The Apartment is a reality television show created by Riaz Mehta and produced by Imagine Group. Premiering in 2011 on Star World, it is currently the longest running reality competition television show in Asia. From season 2, it is presented by Jamie Durie (Kahi Lee hosted the inaugural season), while the judges include Laurence Llewelyn-Bowen and Genevieve Gorder among others.

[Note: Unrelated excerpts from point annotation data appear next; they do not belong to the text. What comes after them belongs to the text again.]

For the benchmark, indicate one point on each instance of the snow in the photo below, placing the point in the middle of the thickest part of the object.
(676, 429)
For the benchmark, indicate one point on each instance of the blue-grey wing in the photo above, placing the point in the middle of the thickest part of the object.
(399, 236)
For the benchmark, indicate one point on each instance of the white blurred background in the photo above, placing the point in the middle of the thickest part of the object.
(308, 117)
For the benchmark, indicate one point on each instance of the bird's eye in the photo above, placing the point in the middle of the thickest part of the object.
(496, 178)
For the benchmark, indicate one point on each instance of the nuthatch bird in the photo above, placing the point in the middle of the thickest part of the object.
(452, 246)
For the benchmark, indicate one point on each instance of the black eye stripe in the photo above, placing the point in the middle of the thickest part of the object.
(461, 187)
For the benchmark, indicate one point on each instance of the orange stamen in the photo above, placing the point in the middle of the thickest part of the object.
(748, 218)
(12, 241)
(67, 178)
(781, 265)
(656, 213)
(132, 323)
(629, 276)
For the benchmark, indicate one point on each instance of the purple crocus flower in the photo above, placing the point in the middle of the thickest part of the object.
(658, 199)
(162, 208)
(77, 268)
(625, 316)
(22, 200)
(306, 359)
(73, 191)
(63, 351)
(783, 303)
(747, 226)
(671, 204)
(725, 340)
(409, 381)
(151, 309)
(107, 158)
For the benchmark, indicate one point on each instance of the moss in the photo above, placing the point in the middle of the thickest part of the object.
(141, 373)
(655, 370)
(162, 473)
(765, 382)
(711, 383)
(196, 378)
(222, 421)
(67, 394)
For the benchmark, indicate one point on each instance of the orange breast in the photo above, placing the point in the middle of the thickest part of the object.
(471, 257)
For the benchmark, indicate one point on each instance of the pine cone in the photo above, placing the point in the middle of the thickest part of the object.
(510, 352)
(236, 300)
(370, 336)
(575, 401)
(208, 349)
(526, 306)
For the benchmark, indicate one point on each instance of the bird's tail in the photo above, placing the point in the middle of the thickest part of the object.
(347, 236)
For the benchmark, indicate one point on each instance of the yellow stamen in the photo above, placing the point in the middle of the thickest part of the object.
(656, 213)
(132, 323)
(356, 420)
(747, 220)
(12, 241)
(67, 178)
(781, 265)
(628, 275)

The show sees contestants design and decorate a room each week in order to compete for the series end prize of a luxury apartment in Kuala Lumpur. The fourth season was a celebrity version where the prize was $100,000 to be donated to their chosen charity. The fifth season had the prize of $100,000 for the winners. The sixth season, The Apartment - Passion For Design had twelve interior designers competing for a luxury apartment at Johor Bahru, Malaysia. With the sixth series an online digital series, The Apartment Unboxed, was launched alongside the main show and included additional content.

Judges

Season

International versions

Indonesian version 
An Indonesian version of The Apartment (also known as Master Desain Apartemen) airs on MNCTV (for season 1) and GTV (for season 2). The first episode of the show premiered on September 3, 2017 and each episode is broadcast every Sunday, at 16:00 WIB (Western Indonesian Time). The show is hosted by Fenita Arie who gives the challenge and a panel including Matthew Munesh and Cosmas Gozali judge their work. The final winners were announced after the last episode, and the prize was their own apartment in The Ayodhya, Alam Sutera, in Tangerang. The first season winner is musician Alexis Brille.